You will find several orthodox rabbis who follow Rabbi Angel's interpretation.
Rabbi Aryeh Moshen
Brooklyn
December 5, 2012
Rabbi Aryeh Moshen
Another thing that strikes me is that I accept the Talmud, not as a Gd, but as a debate that is open to questioning, and so far as I understand it that is all that Talmud itself claims to be. That is, Talmud is a source of chabad, but that it is open to questioning, and that new cases still present themselves, and that not every case in Talmud was capable of being solved. Thus, with respect to this following line: "you also must accept the Talmud and commentaries that say that a child born of a non-Jewish mother is a non-Jew." while I do accept Talmud, I also accept that it is questionable by nature, which therefore seems to invalidate the comment in the quotations relative to this post.
Craig Hamilton
MA
December 5, 2012
Dear Rabbi Aryeh Moshen,
Thanks for the attention but I fully fail to receive how this is relative to me, especially as a male, “The Book of Ezra is quite explicit that the foreign wives AND THEIR CHILDREN were sent away.” My wife is not Jewish to her knowledge, and neither am I. What I am talking about is paternal ascent to having an affinity for observance of Torah with respect to me. Rabbi, my mom hid my Jewish books. Rabbi, my mom taught me, possibly by accident, that I should commit idolatry. I don't see how maternal ascent is possible in my instance.
Craig Hamilton
MA
December 4, 2012
Dear Rabbi, Thank you for taking the time to discuss this with me, and to have the courage to proclaim desolate words, “I'm sorry,” for when I talk with my wife, she said the following the other day about my mom: “I wish I could just say to your mother, ‘Have you met someone? His name is Craig. You have no clue in the slightest who he is, or what he is like, but he is your son.’” Sincerely,
Craig Hamilton
Sandwich
December 4, 2012
Aryeh Moshen
Links are not allowed on this site, so I will give you the name of an article/ ruling that is made by a Rabbi. If you input the phrase: "Halakhic conversion of non-religious candidates" into yahoo, it will come up.

Can you please comment on how you feel about that article?
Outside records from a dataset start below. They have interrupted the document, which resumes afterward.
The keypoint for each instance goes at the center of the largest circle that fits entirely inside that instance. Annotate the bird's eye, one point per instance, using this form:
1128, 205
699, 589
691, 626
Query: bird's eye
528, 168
As in, I have a wife who is not religious but we must convert as a family so she is converting with me to keep our family intact. How do you feel about Rabbi Angel's reasoning? (I think he is a Modern Orthodox, so don't write him off as an heretic.)
Father of Ariel Simcha
December 4, 2012
To Craig
I'm sorry, but I must disagree. The Book of Ezra is quite explicit that the foreign wives AND THEIR CHILDREN were sent away. If you want to find a commentary who says that the children were not sent away you also must accept the Talmud and commentaries that say that a child born of a non-Jewish mother is a non-Jew. I've worked with Mischlingen. Several of them have told me that they want to be treated as BTs and not Gerim. My response is always the same, "I would be happy to welcome you should you choose to convert but if you insist that you are Jewish by virtue of your father, then I cannot help you."